3. It sets the AAZHDE environment variable to localhost if it’s not already set.

4. The environment variable $VEI, which contains “dck_<public_ip>,” is included in “/tmp/.xdiag/vei.”

5. It confirms the presence of a malicious process by checking “/tmp/.xdiag/p,” which should contain the PID of the malicious process. It verifies the existence of the same process by checking the “/proc/” directory. The secondary check looks for active TCP connections using ports 44870 or 63582.

6. If it confirms that the process is not running, then it will download the malicious binary, which is disguised as a PHP extension, to avoid file extension-based detection. Downloading the binary file uses the custom __curl function if curl and wget are not in the system. It downloads the file in the “/tmp” directory with the “httpd” name to look like a legitimate name. We were unable to determine the specific payload downloaded in this incident.
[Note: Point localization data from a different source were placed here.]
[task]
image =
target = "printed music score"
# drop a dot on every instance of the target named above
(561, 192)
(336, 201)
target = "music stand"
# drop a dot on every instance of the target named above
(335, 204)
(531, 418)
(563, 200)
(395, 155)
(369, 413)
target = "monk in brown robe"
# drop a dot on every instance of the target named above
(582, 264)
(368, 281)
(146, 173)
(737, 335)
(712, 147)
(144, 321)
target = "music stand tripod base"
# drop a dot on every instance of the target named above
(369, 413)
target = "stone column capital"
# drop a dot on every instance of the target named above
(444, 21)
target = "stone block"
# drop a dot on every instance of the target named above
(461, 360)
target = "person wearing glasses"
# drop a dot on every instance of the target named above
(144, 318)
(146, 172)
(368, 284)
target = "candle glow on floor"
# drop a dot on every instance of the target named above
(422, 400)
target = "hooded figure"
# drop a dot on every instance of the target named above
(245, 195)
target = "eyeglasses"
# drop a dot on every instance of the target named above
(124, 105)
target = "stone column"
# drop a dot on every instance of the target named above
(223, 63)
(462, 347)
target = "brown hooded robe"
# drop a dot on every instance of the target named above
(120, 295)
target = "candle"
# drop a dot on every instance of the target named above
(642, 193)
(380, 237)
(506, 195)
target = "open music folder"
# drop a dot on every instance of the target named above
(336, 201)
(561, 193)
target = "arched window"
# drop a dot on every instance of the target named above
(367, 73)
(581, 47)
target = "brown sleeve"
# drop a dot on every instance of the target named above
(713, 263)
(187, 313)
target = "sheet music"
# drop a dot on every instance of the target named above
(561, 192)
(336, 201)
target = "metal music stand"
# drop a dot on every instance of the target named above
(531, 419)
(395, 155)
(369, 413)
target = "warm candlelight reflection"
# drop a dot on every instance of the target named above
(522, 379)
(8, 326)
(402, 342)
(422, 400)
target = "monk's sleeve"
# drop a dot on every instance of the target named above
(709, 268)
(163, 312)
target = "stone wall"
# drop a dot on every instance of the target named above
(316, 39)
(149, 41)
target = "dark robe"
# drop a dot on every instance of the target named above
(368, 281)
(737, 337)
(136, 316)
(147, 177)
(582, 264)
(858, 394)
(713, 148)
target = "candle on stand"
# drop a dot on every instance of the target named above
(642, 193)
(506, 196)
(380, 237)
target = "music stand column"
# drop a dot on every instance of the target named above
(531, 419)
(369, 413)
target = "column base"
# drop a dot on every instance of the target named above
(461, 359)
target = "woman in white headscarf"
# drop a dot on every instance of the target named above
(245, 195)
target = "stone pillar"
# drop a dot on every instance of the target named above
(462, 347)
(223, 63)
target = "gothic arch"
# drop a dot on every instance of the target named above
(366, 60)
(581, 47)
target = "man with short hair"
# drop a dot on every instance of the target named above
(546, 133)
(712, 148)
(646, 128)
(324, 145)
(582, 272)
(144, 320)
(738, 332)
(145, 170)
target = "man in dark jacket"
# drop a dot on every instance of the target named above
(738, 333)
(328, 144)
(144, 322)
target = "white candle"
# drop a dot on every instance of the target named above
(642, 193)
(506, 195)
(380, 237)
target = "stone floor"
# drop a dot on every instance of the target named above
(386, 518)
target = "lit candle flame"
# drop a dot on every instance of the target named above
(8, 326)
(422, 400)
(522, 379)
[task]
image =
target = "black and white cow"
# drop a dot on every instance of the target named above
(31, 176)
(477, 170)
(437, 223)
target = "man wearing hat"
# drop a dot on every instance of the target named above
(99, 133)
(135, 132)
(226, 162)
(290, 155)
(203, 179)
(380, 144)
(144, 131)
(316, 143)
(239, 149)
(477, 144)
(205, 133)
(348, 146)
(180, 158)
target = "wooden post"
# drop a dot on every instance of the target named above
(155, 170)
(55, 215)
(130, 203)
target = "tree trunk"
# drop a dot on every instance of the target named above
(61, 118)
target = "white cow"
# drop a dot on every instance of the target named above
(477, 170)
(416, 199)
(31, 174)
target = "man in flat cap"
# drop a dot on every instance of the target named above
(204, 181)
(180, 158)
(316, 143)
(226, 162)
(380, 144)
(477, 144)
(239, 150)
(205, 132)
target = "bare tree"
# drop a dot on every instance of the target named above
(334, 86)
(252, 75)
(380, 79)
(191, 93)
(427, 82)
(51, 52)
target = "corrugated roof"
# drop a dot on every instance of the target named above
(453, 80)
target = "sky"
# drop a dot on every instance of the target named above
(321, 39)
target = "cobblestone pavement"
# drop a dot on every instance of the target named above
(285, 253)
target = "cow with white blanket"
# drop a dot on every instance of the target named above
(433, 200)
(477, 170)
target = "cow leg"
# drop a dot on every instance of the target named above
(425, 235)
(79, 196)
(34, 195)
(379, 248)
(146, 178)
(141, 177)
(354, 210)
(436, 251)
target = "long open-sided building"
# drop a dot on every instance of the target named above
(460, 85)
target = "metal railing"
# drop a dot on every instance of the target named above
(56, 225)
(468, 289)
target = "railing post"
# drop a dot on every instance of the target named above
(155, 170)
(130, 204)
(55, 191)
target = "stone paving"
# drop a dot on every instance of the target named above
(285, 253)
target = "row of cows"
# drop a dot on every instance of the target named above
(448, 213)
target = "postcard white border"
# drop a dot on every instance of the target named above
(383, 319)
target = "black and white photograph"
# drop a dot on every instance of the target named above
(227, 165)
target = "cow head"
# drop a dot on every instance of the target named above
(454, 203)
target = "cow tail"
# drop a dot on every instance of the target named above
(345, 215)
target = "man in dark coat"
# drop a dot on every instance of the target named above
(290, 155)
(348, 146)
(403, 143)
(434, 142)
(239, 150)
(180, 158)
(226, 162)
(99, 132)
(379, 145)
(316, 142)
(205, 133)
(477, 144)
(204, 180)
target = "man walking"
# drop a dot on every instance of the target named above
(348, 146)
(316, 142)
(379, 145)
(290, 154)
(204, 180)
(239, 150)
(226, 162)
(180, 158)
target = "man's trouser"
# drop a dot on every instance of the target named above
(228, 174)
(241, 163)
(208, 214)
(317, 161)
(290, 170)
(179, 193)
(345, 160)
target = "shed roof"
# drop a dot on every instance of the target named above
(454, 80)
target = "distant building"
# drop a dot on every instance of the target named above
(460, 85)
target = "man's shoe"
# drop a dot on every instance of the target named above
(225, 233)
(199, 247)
7. If the downloaded file exists and its size matches a specific value (e.g., 9301499), it triggers more actions. These actions include killing processes (perfctl), setting permissions, updating the PATH environment variable, and executing a command (KRI=kr httpd) in the background.

8. It then deletes the “/tmp/.install.pid33” marker file.
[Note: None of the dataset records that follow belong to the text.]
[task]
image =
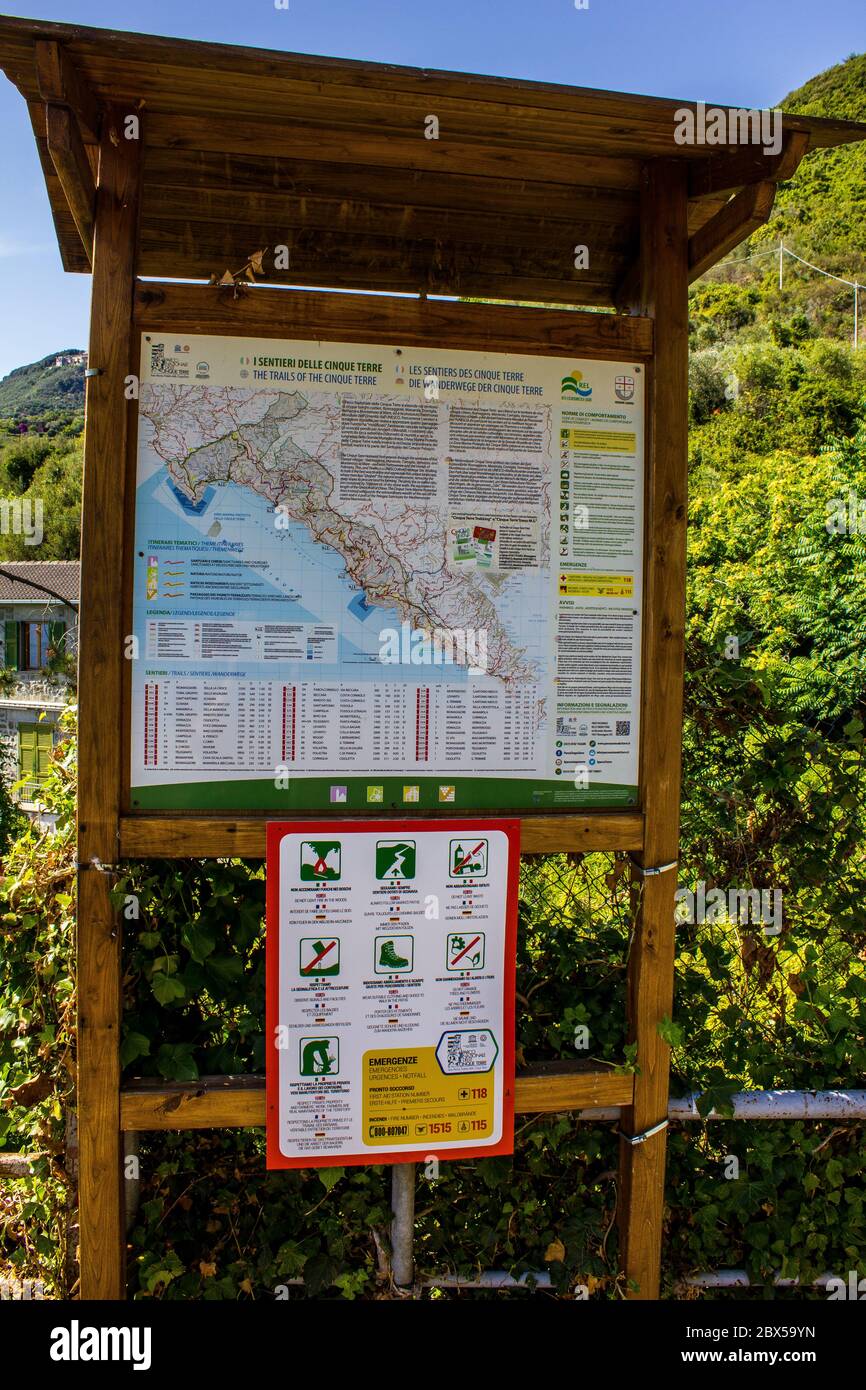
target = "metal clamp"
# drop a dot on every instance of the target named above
(648, 873)
(641, 1139)
(97, 865)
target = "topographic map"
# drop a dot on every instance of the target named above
(285, 446)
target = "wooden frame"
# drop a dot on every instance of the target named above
(345, 317)
(241, 142)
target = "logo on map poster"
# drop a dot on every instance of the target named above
(168, 362)
(576, 385)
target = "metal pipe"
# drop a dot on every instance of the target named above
(489, 1279)
(402, 1226)
(738, 1279)
(779, 1105)
(758, 1105)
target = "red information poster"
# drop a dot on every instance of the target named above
(389, 990)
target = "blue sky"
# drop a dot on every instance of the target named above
(738, 53)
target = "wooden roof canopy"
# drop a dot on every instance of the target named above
(248, 149)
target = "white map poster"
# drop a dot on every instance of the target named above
(377, 577)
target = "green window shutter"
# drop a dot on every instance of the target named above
(28, 756)
(10, 640)
(45, 742)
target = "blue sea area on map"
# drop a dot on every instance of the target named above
(299, 581)
(193, 508)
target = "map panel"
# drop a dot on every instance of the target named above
(381, 577)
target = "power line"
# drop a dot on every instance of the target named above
(784, 250)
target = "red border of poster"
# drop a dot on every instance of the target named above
(275, 831)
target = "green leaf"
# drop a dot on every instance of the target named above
(199, 940)
(132, 1047)
(669, 1032)
(166, 987)
(330, 1176)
Step 4: Engage a Persistence Strategy

To remain active, the malware uses a persistence strategy. If systemd runs as non-offline, it creates a systemd service using “multi-user.target.” Otherwise, it resorts to creating a cron job, which is challenging to eradicate.

Base64 Decoded Functions

In addition to the fallback mechanism, the Base64 payload, once decoded, contains four distinct functions:

• Kill_container: This command kills a process with the “sleep 9955” argument.

• Wait_run: It waits for the “/tmp/k8s.run42” file to exist or until the maximum wait time is reached.
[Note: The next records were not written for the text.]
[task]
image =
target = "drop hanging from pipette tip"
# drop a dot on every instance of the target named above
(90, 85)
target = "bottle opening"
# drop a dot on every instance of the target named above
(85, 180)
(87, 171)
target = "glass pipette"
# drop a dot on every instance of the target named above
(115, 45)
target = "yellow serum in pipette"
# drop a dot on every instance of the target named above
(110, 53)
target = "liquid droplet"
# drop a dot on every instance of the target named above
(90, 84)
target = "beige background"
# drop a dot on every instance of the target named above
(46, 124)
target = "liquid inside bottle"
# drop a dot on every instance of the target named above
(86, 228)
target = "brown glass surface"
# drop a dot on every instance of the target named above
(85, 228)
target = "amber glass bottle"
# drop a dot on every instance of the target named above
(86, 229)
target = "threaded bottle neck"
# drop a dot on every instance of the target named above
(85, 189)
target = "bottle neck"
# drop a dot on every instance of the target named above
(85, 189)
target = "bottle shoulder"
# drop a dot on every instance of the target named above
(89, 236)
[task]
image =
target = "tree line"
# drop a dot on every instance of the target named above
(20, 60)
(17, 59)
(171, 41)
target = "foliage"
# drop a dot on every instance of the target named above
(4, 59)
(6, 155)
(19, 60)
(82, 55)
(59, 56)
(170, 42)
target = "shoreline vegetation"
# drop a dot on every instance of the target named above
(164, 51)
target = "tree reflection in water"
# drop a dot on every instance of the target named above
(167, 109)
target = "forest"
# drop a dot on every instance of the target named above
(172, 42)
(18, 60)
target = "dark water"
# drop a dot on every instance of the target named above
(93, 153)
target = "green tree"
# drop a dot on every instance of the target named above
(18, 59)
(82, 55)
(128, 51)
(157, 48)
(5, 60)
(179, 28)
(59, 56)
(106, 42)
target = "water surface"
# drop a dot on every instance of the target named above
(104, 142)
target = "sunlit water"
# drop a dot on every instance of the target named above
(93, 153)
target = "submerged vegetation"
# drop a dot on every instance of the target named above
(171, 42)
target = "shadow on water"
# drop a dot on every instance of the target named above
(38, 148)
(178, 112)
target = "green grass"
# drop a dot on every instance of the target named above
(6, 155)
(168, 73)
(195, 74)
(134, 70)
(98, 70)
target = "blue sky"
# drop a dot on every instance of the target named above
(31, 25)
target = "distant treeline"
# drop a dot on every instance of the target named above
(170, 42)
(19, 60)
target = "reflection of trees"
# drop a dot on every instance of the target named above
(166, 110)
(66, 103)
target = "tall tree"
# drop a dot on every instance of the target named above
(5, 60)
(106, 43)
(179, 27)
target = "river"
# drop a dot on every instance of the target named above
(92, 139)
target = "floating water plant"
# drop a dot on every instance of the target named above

• Restore_sh: It replaces the “/bin/sh” file with “/bin/kkbush” to bypass the detection (T1036.005).

• Fallback: It sets up a persistent backdoor by replacing the original “/bin/sh” shell with a modified version that enables privilege escalation and execution of any command. It then duplicates the original “sh” file as the “kkbush” and “kbush” binaries and later restores it during the cleanup process. In addition, it sets up a background process (kubeupd) for further interaction and maintains the backdoor using the wait_run function.

It uses the Tor network to reroute traffic, as confirmed by a Tor relay node (192.121.108.237) in the network packet capture.

Recommendations

• We recommend the following steps to enhance the security of Docker Remote API servers and mitigate the risks associated with potential exploitation for malicious activities:
• Secure Docker Remote API servers by implementing strong access controls and authentication mechanisms to prevent unauthorized access.
• Regularly monitor Docker Remote API servers for any unusual or unauthorized activities, and promptly investigate and address any suspicious behavior.
• Implement container security best practices, such as avoiding the use of “Privileged” mode and carefully reviewing container images and configurations before deployment.
• Educate and train personnel responsible for managing Docker Remote API servers about security best practices and potential attack vectors.
• Stay informed about security updates and patches for Docker and related software to address any known vulnerabilities that could be exploited by threat actors.
• Regularly review and update security policies and procedures related to Docker Remote API server management to align with the latest security best practices and recommendations.

Conclusion

Exploiting exposed Docker remote API servers has now reached a critical level where the attention of an organization and its security professionals is seriously required. The first step to avoiding such incidents is understanding the attack sequence a threat actor can use. It is essential that every organization’s Docker Remote API server is secured, monitored regularly for unauthorized access and suspicious activities to reduce the risk of attacks, and has security patches up to date. Carrying out regular security audits will significantly improve the general security posture against such types of exploits.